Resumption of the National Council’s operation is important at a time when efforts are afoot to speed up reunification negotiations, main opposition AKEL said on Saturday, following the president’s announcement that he would consider reconvening the body if party leaders agreed to his conditions.
“Although it is an advisory body, the National Council is at the same time a place of sharing information and consultation, elements we consider important,” AKEL MP Eleni Mavrou said in a written statement. “AKEL considers the resumption of the National Council’s operation important, especially at a time when an effort is underway to expedite negotiations on the Cyprus problem.”
The council’s operation was questioned earlier this year after EDEK chairman Marinos Sizopoulos made public the confidential minutes of two meetings, saying the public had a right to the truth.

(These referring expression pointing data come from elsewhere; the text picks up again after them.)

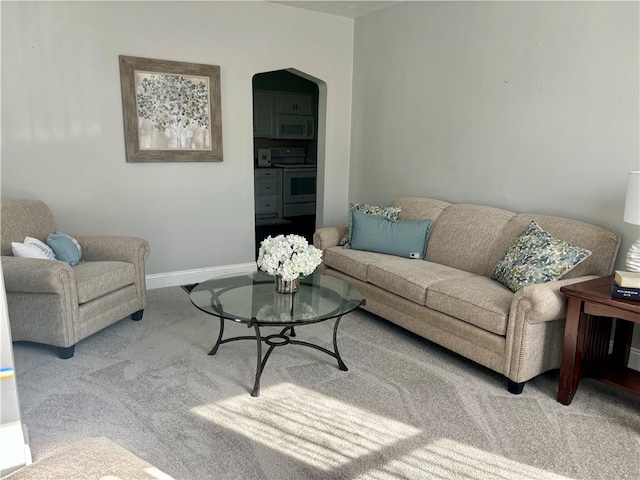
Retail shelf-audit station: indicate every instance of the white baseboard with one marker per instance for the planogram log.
(188, 277)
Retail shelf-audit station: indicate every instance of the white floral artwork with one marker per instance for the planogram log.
(173, 111)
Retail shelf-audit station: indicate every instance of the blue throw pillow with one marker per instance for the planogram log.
(395, 237)
(66, 248)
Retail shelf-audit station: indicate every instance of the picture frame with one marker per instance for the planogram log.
(171, 110)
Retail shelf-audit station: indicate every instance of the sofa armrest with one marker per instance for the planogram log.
(328, 237)
(113, 248)
(542, 302)
(35, 275)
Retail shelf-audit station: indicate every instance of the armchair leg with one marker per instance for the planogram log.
(515, 388)
(65, 353)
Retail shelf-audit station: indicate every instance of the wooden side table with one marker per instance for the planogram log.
(590, 312)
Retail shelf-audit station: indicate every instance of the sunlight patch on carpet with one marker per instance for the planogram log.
(316, 429)
(448, 459)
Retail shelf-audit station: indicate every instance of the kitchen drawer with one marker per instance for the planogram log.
(267, 186)
(267, 204)
(266, 173)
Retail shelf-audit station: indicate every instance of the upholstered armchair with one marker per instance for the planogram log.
(54, 303)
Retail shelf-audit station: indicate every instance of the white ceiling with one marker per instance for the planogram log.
(348, 9)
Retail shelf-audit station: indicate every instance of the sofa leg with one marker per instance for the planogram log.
(515, 388)
(65, 353)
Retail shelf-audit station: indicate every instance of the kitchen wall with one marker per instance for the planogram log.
(528, 106)
(62, 132)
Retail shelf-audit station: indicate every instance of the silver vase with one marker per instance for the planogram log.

The move prompted President Nicos Anastasiades to rethink a promise to allow documents from the talks to be circulated at meetings and in the meantime said he would brief party leaders separately.
He said he would inform party leaders of his decisions on the matter right after the May 22 parliamentary elections.
On Friday, Anastasiades said he would convene the council “provided the leaders of the parties accept some fundamental issues.”
Asked if his proposal entailed some sort of confidentiality agreement, the president said it included an honour protocol.
Mavrou said the existence of rules was not enough if they were not respected by everyone.
“It is a fact that leaks and turning the National Council into an arena of unproductive confrontation hinder its constructive operation,” Mavrou said, adding that her party will take a stance after studying the president’s proposal.
Sizopoulos, whose party lost two seats during the recent elections under his tenure, described the president’s proposal for an honour protocol as a “bad political joke.”
The EDEK chairman suggested it was impossible for Anastasiades to set such a condition when he failed to keep numerous verbal and written pledges, and disrespected the people’s verdict in the 2004 referendum on a UN reunification blueprint, reporting his country to the EU.
Sizopoulos was referring to a letter Anastasiades sent to Pat Cox, the president of the European parliament at the time, denouncing the conditions under which then president Tassos Papadopoulos was organising the referendum.
In the April 21 (three days before the referendum) letter, Anastasiades spoke of undemocratic conditions, media misinformation, gagging and pressure on state sector employees to influence their decision.